HCV: Epidemiology, Natural History, Pathogenesis, and Impact on HCV Progression
Session Day and Time: Wednesday 1:30 - 3:30 pm
Room: Hall B
Background: Cellular adhesion molecules (CAMs) foster interactions between endothelium and leukocytes. In HIV- subjects, elevated soluble CAMs (sCAMs) predict cardiac events related to insulin resistance, diabetes, and dyslipidemia. However, in HIV+ patients, sCAMs rise as immune function worsens. High sCAMs also occur in HIV- subjects with liver disease from chronic hepatitis C virus (HCV). As many HIV+ subjects have HCV co-infection and various cardiac risks, we studied the relative effects of immune, hepatic and metabolic function on sCAMs.

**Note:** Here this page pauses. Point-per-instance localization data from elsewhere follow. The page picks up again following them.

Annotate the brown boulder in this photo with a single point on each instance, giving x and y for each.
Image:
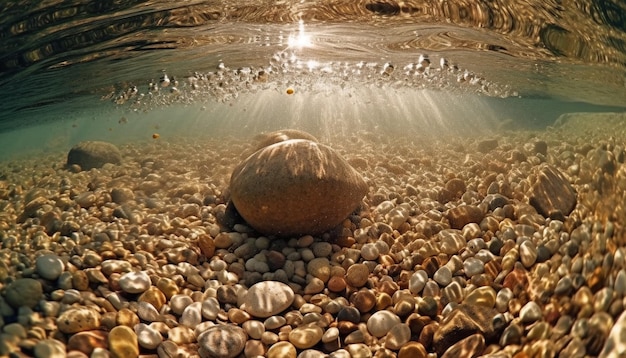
(295, 187)
(93, 154)
(552, 195)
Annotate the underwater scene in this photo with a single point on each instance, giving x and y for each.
(312, 179)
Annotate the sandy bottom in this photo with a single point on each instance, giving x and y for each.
(517, 284)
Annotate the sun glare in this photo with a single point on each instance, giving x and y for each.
(301, 39)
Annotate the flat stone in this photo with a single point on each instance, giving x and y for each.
(135, 282)
(357, 275)
(222, 340)
(50, 348)
(381, 322)
(23, 292)
(397, 336)
(295, 187)
(471, 346)
(93, 154)
(78, 319)
(86, 341)
(306, 336)
(462, 322)
(464, 214)
(268, 298)
(552, 195)
(148, 337)
(49, 266)
(282, 350)
(123, 342)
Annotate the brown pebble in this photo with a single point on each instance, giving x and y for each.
(207, 245)
(336, 284)
(412, 350)
(364, 300)
(126, 317)
(154, 296)
(357, 275)
(383, 300)
(87, 341)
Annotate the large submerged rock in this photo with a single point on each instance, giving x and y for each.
(93, 154)
(295, 186)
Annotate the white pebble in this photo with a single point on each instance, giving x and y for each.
(135, 282)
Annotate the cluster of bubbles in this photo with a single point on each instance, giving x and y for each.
(289, 74)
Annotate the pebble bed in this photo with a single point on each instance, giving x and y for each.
(145, 259)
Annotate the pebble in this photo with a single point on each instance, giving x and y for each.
(306, 336)
(370, 251)
(50, 348)
(123, 342)
(483, 296)
(418, 281)
(528, 253)
(451, 241)
(78, 319)
(268, 298)
(23, 292)
(135, 282)
(87, 341)
(381, 322)
(49, 266)
(254, 329)
(530, 312)
(443, 276)
(223, 340)
(397, 336)
(192, 315)
(357, 275)
(473, 266)
(148, 337)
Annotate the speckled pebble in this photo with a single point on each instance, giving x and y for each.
(147, 336)
(528, 253)
(222, 340)
(268, 298)
(282, 350)
(77, 319)
(381, 322)
(49, 266)
(135, 282)
(418, 281)
(397, 336)
(123, 342)
(306, 336)
(50, 348)
(443, 276)
(530, 312)
(357, 275)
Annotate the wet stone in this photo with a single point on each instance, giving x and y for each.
(222, 340)
(123, 342)
(23, 292)
(135, 282)
(471, 346)
(78, 319)
(93, 154)
(381, 322)
(552, 195)
(462, 215)
(463, 321)
(292, 182)
(268, 298)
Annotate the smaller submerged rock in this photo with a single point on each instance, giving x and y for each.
(295, 187)
(552, 195)
(93, 154)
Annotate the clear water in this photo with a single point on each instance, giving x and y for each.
(85, 70)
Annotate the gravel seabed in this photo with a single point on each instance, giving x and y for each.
(145, 259)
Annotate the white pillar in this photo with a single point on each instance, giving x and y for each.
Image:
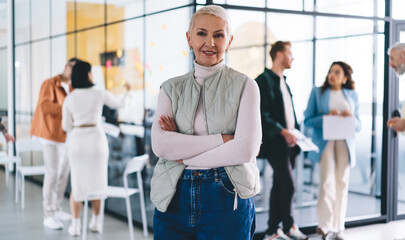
(10, 70)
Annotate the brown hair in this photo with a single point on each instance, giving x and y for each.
(278, 46)
(348, 73)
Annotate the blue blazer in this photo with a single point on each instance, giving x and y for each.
(318, 105)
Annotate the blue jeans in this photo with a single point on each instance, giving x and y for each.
(203, 209)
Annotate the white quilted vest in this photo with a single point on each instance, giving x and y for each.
(221, 94)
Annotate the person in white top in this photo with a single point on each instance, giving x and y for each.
(397, 62)
(46, 127)
(88, 147)
(335, 97)
(204, 202)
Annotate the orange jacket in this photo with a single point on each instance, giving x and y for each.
(47, 120)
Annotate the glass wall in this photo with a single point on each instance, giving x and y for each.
(3, 68)
(317, 41)
(139, 42)
(144, 43)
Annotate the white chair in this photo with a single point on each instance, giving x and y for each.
(26, 145)
(6, 159)
(135, 165)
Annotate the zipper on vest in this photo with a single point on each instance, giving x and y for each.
(235, 201)
(205, 109)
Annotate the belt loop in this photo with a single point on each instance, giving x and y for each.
(216, 175)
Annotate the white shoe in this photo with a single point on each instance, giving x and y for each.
(296, 234)
(95, 225)
(280, 235)
(339, 235)
(63, 216)
(74, 230)
(53, 223)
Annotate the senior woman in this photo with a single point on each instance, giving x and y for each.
(88, 147)
(335, 97)
(207, 134)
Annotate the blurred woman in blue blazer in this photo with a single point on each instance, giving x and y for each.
(335, 97)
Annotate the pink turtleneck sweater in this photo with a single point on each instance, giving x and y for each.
(202, 151)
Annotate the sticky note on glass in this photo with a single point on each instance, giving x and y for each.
(338, 127)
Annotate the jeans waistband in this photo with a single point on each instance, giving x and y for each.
(212, 173)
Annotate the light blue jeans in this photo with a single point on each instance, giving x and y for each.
(203, 209)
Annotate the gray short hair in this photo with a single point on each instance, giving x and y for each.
(213, 10)
(397, 46)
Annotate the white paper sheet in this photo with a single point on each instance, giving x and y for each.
(338, 127)
(305, 144)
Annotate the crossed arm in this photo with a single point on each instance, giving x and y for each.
(212, 150)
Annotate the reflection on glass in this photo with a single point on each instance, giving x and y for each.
(89, 14)
(251, 3)
(23, 103)
(3, 80)
(60, 54)
(90, 48)
(123, 9)
(22, 21)
(336, 27)
(247, 52)
(167, 52)
(125, 63)
(40, 69)
(158, 5)
(248, 60)
(247, 28)
(40, 19)
(397, 9)
(349, 7)
(401, 142)
(3, 24)
(290, 5)
(290, 27)
(62, 17)
(22, 79)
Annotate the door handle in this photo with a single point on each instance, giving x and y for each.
(396, 113)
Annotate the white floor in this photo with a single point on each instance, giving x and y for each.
(26, 224)
(19, 224)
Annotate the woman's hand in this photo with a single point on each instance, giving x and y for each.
(127, 86)
(346, 113)
(334, 112)
(397, 124)
(8, 137)
(227, 137)
(167, 123)
(289, 137)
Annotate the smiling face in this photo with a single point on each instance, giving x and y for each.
(336, 77)
(397, 61)
(209, 39)
(287, 57)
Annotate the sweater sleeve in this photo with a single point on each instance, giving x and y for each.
(173, 145)
(47, 101)
(247, 139)
(67, 118)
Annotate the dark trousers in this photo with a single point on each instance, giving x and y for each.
(282, 192)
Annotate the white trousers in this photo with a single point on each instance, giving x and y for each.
(333, 186)
(56, 177)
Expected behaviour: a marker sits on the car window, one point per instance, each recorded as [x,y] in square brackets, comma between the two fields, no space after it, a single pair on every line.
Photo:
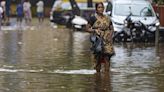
[135,9]
[67,6]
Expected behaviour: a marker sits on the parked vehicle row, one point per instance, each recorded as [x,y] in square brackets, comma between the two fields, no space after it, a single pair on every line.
[132,20]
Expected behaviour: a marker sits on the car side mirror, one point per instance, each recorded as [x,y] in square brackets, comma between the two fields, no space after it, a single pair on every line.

Methods: Fifty (50) HIV+ volunteers underwent fasting assay of sICAM-1, sVCAM-1, sE-, sL-, and sP-selectin, fasting lipid profile, CD4 count, HIV viral load (VL), ALT, AST, and HCV antibody. Each subject then completed an insulin suppression test to quantify insulin resistance, as well as a 75-g oral glucose tolerance, with assay of glucose, insulin at 0, 30, 60, 120,180 min for area-under-curve (AUC) calculations. All non-sCAM measures were used to stratify subjects into tertiles: sCAM levels were compared between those in the high tertile (n = 17) with those in the low tertile (n = 17) of each parameter.
Results: sICAM-1 was higher with high ALT and AST (both p < 0.02). sVCAM-1 was elevated with low CD4, high VL, high ALT and AST, and HCV+ (all p < 0.05). sE-selectin rose with high ALT, AST, and HCV+ (all p < 0.02). sL-selectin increased with high VL, ALT, AST and HCV+ (all p < 0.01). High sP-selectin was related to high VL (p < 0.05). sL-selectin and sVCAM-1 were higher with low total cholesterol (both p < 0.01). No other fasting or AUC metabolic parameter affected the sCAMs.
Conclusions: sICAM-1, sVCAM-1, sE- and sL-selectin in HIV infection are strongly related to chronic hepatitis, while sVCAM-1, sL-, and P-selectin are related to HIV viral burden and HIV-mediated immunodeficiency. Low cholesterol is associated with high sVCAM-1 and sL-selectin, likely due to advanced HIV and HCV co-infection, while no other metabolic factor impacts sCAMs. These results suggest that sCAMs do not usefully predict cardiac risk in HCV+ subjects.